About midway through East of Eden Steinbeck wrote, "My patterned book is clear to me now—right to the end. And I am pleased that I am able to follow the form I laid down so long ago. I hope the book will sound a little formless at first until it settles in the mind" (JN, p. 112). As he drew toward the end he said, "What seems kind of accidental is not. I don't think there is a single sentence in this whole book that does not either develop character, carry on the story or provide necessary background" (JN, p. 153). Again anticipating critical response to his work Steinbeck mused, "Years after I have finished a book, someone discovers my design and ascribes it either to a theft or an accident" (JN, p. 134). The purpose of the following essay is to do half of this, that is, to compare the novel and the East of Eden journal to clarify understanding of the theme; but it should exonerate Steinbeck from a felony regarding form. It will charge him, instead, with misdemeanors in tone.

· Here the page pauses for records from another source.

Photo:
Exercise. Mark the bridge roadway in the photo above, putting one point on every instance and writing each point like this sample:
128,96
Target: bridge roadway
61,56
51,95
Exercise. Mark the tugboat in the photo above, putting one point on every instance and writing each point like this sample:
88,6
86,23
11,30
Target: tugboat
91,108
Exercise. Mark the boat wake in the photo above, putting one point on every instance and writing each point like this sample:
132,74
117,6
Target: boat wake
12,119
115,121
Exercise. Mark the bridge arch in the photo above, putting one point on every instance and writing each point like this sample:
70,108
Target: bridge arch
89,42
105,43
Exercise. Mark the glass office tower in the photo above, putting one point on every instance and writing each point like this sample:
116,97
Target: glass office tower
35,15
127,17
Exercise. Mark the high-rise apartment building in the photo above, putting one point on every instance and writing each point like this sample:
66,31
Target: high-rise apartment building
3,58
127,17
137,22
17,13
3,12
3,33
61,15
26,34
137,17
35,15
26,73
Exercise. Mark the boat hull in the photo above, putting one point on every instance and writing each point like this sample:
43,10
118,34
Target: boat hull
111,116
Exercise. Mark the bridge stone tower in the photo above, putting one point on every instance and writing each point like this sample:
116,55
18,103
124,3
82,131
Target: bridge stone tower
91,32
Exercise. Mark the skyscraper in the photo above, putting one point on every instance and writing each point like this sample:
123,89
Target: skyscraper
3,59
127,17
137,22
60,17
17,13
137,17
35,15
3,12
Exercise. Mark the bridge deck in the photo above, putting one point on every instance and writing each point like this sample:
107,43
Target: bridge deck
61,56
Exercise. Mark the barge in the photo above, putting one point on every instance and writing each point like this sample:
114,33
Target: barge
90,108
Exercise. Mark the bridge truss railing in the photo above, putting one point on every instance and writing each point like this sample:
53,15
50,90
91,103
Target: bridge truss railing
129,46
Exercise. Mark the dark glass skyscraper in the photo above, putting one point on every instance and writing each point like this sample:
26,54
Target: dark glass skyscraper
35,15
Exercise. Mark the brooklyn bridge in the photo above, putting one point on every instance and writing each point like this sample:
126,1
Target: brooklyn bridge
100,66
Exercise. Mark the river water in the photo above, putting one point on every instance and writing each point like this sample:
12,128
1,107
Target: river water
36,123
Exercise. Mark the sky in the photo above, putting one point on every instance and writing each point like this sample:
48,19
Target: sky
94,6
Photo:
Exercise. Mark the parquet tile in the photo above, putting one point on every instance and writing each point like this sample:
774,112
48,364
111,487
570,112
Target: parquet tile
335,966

Steinbeck thought a chapter should "have design of tone, as well as of form. A chapter should be a perfect cell in the whole book and should almost be able to stand alone" (JN, p. 25). But a chapter standing too strongly alone in East of Eden has often controlled interpretations of the book. These are the suasive words in Chapter 34:

Humans are caught—in their lives, in their thoughts, in their hungers and ambitions, in their avarice and cruelty, and in their kindness and generosity too—in a net of good and evil. I think this is the only story we have and that it occurs on all levels of feeling and intelligence.

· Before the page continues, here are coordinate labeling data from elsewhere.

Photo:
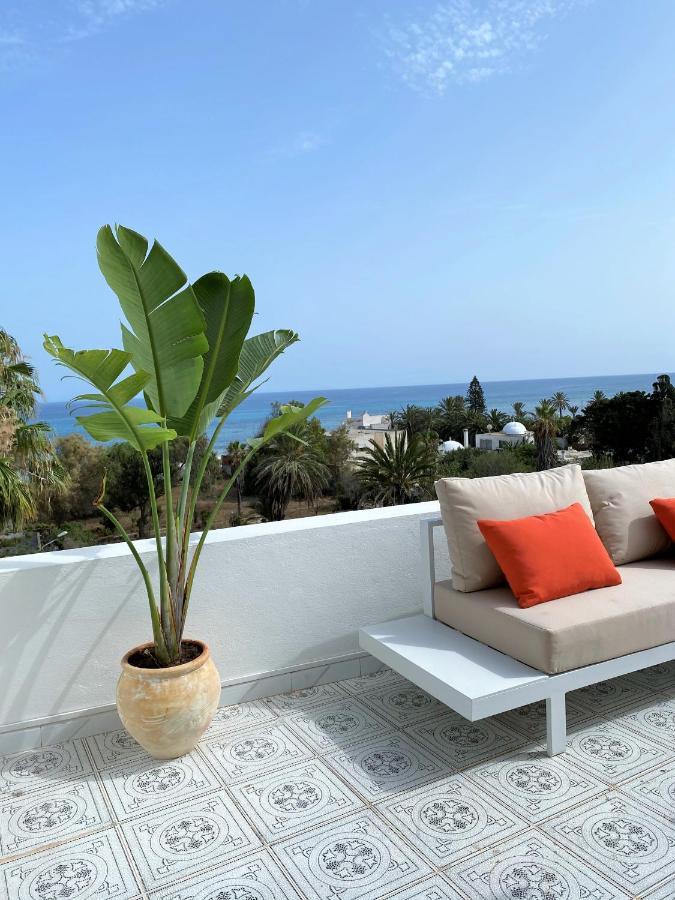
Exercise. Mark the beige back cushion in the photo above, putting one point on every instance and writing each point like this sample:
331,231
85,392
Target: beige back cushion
623,517
466,500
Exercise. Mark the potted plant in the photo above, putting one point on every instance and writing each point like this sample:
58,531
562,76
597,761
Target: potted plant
193,364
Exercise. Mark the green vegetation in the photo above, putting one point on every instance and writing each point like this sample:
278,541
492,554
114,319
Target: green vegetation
30,471
401,471
307,469
186,344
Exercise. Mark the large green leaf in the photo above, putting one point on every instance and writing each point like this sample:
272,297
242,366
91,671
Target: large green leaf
165,337
288,417
112,417
257,354
227,307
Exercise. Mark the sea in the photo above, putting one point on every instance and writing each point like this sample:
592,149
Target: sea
247,419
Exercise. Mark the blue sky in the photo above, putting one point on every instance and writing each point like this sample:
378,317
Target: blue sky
423,190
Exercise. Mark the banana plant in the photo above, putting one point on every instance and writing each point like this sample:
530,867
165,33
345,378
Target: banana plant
186,352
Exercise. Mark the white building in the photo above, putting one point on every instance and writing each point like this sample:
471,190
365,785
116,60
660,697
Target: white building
511,434
366,428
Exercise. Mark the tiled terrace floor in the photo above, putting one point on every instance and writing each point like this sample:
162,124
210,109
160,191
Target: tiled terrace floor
359,790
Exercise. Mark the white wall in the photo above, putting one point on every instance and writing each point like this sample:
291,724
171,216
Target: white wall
266,597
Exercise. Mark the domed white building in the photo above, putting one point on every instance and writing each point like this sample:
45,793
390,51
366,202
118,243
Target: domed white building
514,428
511,434
450,446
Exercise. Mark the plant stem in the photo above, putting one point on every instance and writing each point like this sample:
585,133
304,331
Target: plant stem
160,644
207,527
165,608
196,488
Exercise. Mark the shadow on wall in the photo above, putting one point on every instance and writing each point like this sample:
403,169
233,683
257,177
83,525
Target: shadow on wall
55,592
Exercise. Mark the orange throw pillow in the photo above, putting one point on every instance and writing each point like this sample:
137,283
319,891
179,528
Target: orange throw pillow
665,513
550,556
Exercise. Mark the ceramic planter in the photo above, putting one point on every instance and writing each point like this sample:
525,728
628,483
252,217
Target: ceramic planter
168,710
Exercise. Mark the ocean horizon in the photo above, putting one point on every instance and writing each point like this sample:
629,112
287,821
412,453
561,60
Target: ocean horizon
247,419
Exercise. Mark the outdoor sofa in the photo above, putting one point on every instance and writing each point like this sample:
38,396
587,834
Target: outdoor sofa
480,653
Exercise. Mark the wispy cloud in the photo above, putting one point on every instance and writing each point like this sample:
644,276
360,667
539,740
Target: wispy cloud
465,41
31,30
302,143
93,15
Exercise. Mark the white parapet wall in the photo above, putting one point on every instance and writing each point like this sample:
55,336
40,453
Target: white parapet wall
269,599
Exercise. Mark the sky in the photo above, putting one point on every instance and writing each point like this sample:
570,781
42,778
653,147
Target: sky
423,190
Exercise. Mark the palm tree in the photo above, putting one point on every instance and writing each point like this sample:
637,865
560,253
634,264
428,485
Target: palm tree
560,402
29,468
545,428
292,466
235,454
401,471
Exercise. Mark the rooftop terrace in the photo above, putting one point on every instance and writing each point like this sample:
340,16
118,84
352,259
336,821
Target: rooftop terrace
357,790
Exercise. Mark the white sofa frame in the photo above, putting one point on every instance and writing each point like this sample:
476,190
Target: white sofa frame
476,680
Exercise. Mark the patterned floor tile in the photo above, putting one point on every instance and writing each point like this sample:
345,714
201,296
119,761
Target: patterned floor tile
32,770
294,799
297,700
450,820
256,877
530,720
606,697
612,752
534,785
531,867
173,843
656,678
358,858
336,725
57,814
461,742
114,748
632,846
403,704
381,679
430,889
655,722
141,786
239,716
248,753
656,788
92,867
387,765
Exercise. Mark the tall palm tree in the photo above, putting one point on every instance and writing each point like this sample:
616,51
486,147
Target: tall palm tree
401,471
545,428
292,466
496,419
560,402
29,467
451,417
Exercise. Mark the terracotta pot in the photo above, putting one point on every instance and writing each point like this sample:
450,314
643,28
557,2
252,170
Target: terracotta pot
168,710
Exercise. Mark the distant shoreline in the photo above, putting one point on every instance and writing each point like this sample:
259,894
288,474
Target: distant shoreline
500,395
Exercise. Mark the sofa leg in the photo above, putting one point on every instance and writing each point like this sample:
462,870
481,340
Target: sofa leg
556,724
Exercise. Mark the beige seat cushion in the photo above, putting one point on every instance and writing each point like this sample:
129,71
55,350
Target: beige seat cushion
574,631
465,500
623,517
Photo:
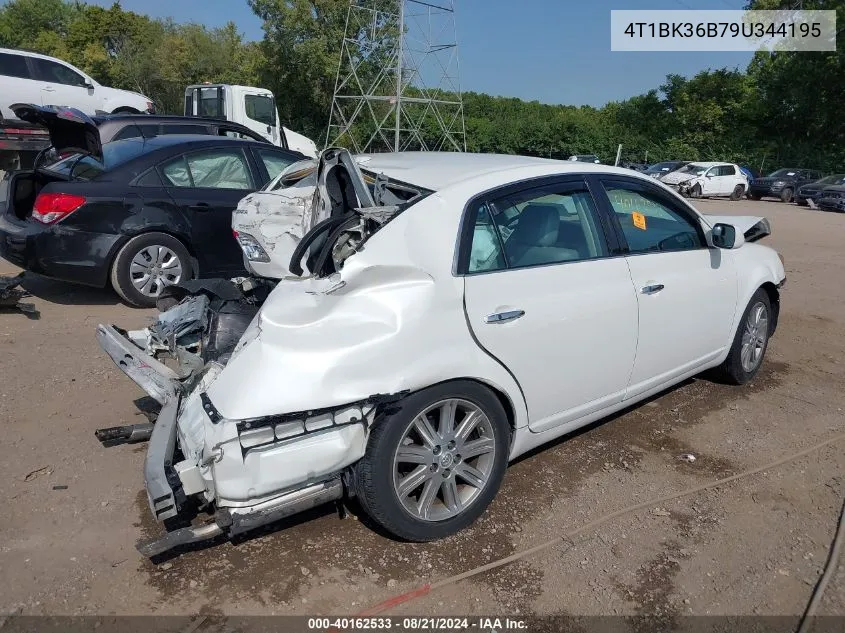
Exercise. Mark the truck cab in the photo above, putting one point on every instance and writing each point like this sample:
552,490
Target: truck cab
252,107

"East of Eden is not only less formless, it is less sentimental than it has been taken to be. Just as it is not loosely 'about good and evil,' it is not vaguely 'about morality.' It is about morality only in the sense that it looks at human behavior from established perspectives."

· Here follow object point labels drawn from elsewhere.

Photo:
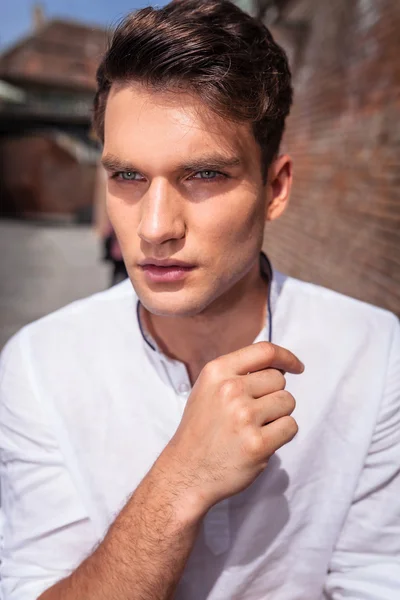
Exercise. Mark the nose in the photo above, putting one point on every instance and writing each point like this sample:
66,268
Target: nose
162,218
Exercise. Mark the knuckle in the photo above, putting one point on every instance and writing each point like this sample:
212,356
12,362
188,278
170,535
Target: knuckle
281,380
253,446
289,400
231,388
243,415
267,349
289,427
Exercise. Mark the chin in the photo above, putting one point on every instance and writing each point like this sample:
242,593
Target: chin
173,304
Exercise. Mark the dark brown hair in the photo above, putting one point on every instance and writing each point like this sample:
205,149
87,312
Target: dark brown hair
213,49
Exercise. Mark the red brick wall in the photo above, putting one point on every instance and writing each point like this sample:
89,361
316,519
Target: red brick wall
342,229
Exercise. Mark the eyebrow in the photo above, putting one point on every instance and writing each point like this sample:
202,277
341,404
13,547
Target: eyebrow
213,162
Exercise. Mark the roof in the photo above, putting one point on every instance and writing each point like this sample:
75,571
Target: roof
61,53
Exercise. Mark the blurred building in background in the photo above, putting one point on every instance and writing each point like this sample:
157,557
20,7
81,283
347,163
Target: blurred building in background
343,226
47,155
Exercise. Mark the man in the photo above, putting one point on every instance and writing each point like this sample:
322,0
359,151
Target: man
148,447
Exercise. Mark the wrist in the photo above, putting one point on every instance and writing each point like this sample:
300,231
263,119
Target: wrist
179,488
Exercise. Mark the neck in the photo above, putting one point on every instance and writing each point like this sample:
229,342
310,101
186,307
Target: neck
230,323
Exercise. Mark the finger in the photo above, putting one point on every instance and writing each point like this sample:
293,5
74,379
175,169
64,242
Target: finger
272,407
264,382
261,356
278,433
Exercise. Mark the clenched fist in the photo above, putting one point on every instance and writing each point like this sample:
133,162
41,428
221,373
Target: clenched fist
236,417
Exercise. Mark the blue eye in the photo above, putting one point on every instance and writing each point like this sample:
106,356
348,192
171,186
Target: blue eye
128,175
206,174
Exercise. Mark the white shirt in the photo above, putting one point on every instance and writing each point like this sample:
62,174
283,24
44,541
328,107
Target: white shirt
87,406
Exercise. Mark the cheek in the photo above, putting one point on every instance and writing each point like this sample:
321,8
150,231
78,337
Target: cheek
123,217
228,220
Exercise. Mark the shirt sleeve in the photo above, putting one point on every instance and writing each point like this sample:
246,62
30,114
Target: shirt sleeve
46,530
366,561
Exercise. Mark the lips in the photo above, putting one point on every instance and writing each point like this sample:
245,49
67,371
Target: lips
165,271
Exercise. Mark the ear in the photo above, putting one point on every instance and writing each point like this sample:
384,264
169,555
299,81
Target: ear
279,185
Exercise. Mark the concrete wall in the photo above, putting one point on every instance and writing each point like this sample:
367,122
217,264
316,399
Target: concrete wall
38,177
342,229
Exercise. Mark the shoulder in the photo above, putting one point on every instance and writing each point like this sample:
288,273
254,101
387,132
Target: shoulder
76,331
330,326
318,304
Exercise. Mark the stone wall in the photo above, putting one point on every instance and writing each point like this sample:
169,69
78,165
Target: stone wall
342,229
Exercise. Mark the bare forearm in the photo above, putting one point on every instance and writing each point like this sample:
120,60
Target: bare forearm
144,553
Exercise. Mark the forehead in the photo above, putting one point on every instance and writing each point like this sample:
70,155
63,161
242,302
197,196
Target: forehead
154,124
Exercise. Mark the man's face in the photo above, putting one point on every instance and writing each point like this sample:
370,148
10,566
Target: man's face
184,186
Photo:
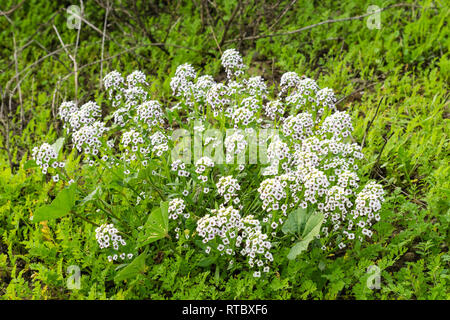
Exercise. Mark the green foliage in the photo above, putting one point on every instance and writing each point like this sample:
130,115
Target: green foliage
305,224
59,207
406,147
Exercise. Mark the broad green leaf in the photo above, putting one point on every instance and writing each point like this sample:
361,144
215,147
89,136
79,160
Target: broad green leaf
133,269
304,223
59,207
206,262
311,230
157,225
30,164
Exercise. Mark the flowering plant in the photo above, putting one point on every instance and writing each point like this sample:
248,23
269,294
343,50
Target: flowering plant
290,169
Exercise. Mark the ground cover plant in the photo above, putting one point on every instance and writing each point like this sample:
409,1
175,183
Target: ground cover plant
218,162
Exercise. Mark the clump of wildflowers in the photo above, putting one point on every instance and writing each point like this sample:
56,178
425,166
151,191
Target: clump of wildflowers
311,161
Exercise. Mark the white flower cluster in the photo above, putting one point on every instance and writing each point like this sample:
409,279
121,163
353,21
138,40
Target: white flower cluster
182,82
217,98
227,187
159,143
150,112
176,208
298,127
274,109
106,235
312,162
235,143
272,193
87,114
338,124
256,87
225,231
88,139
45,157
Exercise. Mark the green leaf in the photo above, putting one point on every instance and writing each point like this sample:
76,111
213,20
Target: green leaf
306,224
133,269
206,262
157,225
58,145
59,207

Out of context Chapter 34 seems a forthright statement of a theme of good and evil. Within the context of the book, however, this short essay relates to a point in the narrative much as the intercalary chapters did in The Grapes of Wrath. In Chapter 34 Steinbeck is generalizing about death, good, and evil just after he has particularized feelings about these things as they affect one man, Tom Hamilton, in Chapter 33. These words do not state the major theme; they give only a hint of it in caught and net. It is possible to suggest, then, that East of Eden is even more complex than The Grapes of Wrath because along with tracing three generations of a fictional family, the Trasks, Steinbeck intersperses chapters about the Hamiltons, his own maternal relatives; sometimes intertwines the Hamiltons and the Trasks; and still writes essay chapters. But the materials are carefully related, and not at all "sloppy" and "confused" as Peter Lisca claims.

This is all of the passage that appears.